L'arrêté préfectoral n°38-2017-10-24-002 du 24 octobre 2017 a prolongé cette situation jusqu'au 31 décembre.

 Télécharger l'arrêté préfectoral n° 38-2017-09-25-001 du 25 septembre 2017.

 Télécharger l'arrêté préfectoral n°38-2017-10-24-002 du 24 octobre 2017.



L’hiver a été particulièrement sec, ce qui a affecté considérablement les eaux superficielles et souterraines. Cet été a été chaud et relativement pluvieux : des périodes de canicules et d’averses se sont succédées. L’alternance rapide de ces phénomènes météorologiques, cumulé à un hiver sec, a abouti à une dégradation des niveaux des eaux superficielles et souterraines. La première quinzaine de septembre a été très pluvieuse, en effet, il est tombé pendant les 18 premiers jours de septembre l’équivalent d’un mois de septembre moyen entier. Les températures sont également en dessous des moyennes de saison.
 
Malgré les pluies et les températures fraîches, les cours d’eau présentent des niveaux très bas pour la saison. Certains tronçons sont à sec ce qui met à mal la vie aquatique. De nombreux cours d’eau présentent des débits en dessous des moyennes saisonnières. La chute des températures ainsi que les pluies de septembre ont permis une stabilisation de l’indice d’humidité des sols superficiels.
 
Les pluies estivales ainsi que celles de septembre n’ont pas permis la recharge des nappes phréatiques. Ces dernières présentent des niveaux toujours très bas pour la saison voire alarmants pour la nappe de Bièvre-Liers-Valloire. Pour les semaines à venir, aucune pluie significative n’est prévue. Les températures devraient remonter.

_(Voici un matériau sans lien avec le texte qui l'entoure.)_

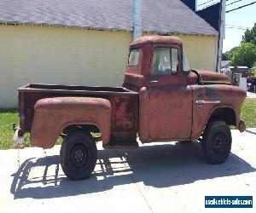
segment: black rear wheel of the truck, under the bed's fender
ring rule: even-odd
[[[76,130],[68,134],[61,144],[61,167],[73,181],[90,176],[96,166],[97,148],[90,134]]]

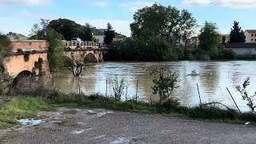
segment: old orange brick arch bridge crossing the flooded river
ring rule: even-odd
[[[103,55],[107,53],[107,49],[105,47],[99,47],[93,42],[85,43],[90,46],[84,44],[84,47],[79,46],[79,49],[71,48],[70,50],[65,51],[65,55],[69,58],[73,55],[74,58],[80,59],[83,62],[102,61]],[[38,62],[38,58],[42,58],[43,60],[42,72],[44,74],[50,74],[50,66],[47,59],[48,48],[50,46],[49,42],[41,40],[25,40],[13,41],[12,45],[14,54],[7,56],[3,59],[2,63],[0,63],[0,66],[7,74],[10,74],[13,78],[16,78],[18,75],[30,75],[33,71],[35,62]],[[18,49],[22,49],[24,53],[30,51],[31,54],[27,62],[24,59],[24,54],[18,54]],[[38,73],[38,70],[36,73]]]

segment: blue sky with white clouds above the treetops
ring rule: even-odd
[[[110,22],[118,33],[130,36],[134,12],[154,2],[189,10],[199,26],[214,22],[222,34],[230,32],[234,20],[243,30],[256,29],[256,0],[0,0],[0,32],[28,35],[40,18],[69,18],[97,28]]]

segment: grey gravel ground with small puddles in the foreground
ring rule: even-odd
[[[250,125],[106,110],[64,111],[70,109],[38,113],[46,121],[38,126],[0,130],[0,143],[256,143],[256,127]]]

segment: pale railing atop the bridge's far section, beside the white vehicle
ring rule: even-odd
[[[64,46],[69,47],[70,49],[106,49],[107,46],[98,42],[92,41],[63,41]]]

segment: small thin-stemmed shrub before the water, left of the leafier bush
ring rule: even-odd
[[[118,77],[114,78],[113,90],[114,90],[114,99],[116,101],[121,100],[124,89],[125,89],[125,79],[122,78],[120,81],[118,81]]]

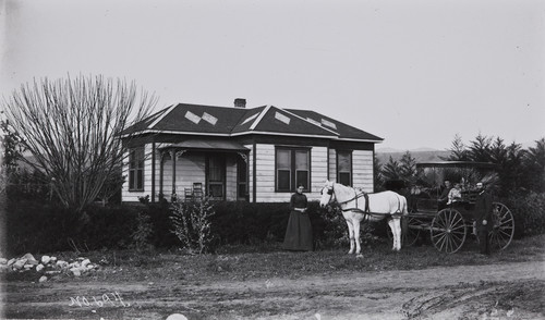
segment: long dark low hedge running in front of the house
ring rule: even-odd
[[[545,194],[514,195],[505,201],[516,220],[516,237],[545,233]],[[215,204],[211,218],[213,249],[223,245],[282,242],[288,224],[288,204]],[[89,207],[74,213],[40,202],[8,201],[3,214],[2,253],[10,256],[62,250],[118,248],[172,248],[180,246],[171,233],[169,204]],[[310,202],[316,248],[347,245],[347,226],[338,211]],[[375,229],[384,234],[386,226]],[[375,232],[377,234],[377,232]]]

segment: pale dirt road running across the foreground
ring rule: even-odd
[[[250,281],[4,283],[5,317],[545,319],[545,262]]]

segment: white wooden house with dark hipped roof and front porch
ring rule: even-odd
[[[122,200],[198,196],[289,201],[298,184],[308,199],[326,180],[373,192],[375,144],[383,138],[310,110],[175,104],[125,131]]]

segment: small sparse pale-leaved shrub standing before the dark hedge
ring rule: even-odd
[[[214,207],[204,198],[202,201],[171,204],[173,230],[171,231],[190,253],[203,254],[211,241],[210,217]]]

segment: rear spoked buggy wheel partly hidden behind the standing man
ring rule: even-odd
[[[514,219],[506,205],[493,202],[493,230],[488,233],[491,247],[502,250],[509,246],[514,234]]]

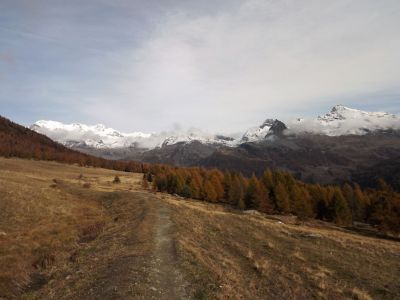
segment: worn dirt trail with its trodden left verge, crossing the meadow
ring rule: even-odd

Le Préfet a décidé de maintenir l’alerte sur l’ensemble du département pour les eaux souterraines et les eaux superficielles. A l’exception de la nappe de Bièvre-Liers-Valloire qui est placée en alerte renforcée.
 
La situation d’alerte et d’alerte renforcée implique les mesures de restrictions suivantes :
  • Pour tous, sont interdits :
    • Le lavage des voitures hors stations professionnelles en alerte et hors station professionnelles équipées de lances « haute pression » ou système de recyclage de l’eau en alerte renforcée sauf pour les véhicules ayant une obligation réglementaire (véhicule sanitaire ou alimentaire) ou technique (bétonnière …) et pour les organes liés à la sécurité.
    • L’arrosage des pelouses, des espaces verts publics et privés, des jardins d’agrément, des golfs, et des stades et espaces sportifs de 6h à 20h en alerte. L’arrosage en alerte renforcée est strictement interdit (hors « greens et départs ») sauf l’arrosage par « goutte à goutte » ou « pied à pied » entre 20h et 6h.
    • Le remplissage des piscines de plus de 5 m³ à usage privé, le lavage des voiries sauf impératif sanitaire et à l’exclusion des balayeuses laveuses automatiques, fonctionnement des fontaines publiques en circuit ouvert en alerte et en alerte renforcée .
    • L’alimentation en dérivation des étangs et des plans d’eau en alerte et en alerte renforcée .
  • Pour l’agriculture : baisse des prélèvements agricoles autorisés pour l’irrigation : 15 % en alerte; 30 % en alerte renforcée.
  • Pour l’industrie : mise en place du plan d’économie d’eau des industriels (installations classées pour la protection de l’environnement) de niveau 1 pour l’alerte, de niveau 2 pour l’alerte renforcée.
  • Pour les gestionnaires de réseau d’eau potable : renforcement du suivi des niveaux des captages et des forages d’eau potable, transmission des données à l’administration. En alerte renforcée, sont interdits les lavages de réservoirs AEP sauf dérogation sanitaire délivrée par le Préfet, les contrôles techniques sur les points d'eau incendie.
Afin de soulager la ressource, chacun est appelé à une gestion économe de l’eau que ce soit à partir des prélèvements dans les cours d’eau, les nappes ou les réseaux de distribution d’eau publics, et cela sur l’ensemble du département. En outre, une attention particulière des agriculteurs et des industriels est recommandée sur les prélèvements d’eau et les rejets dans le milieu naturel.
Chaque citoyen et chaque usager se doit d’être vigilant et faire preuve de civisme dans sa consommation quotidienne d’eau pour éviter de porter atteinte à la ressource en eau et aux milieux aquatiques, biens précieux pour tous les usagers.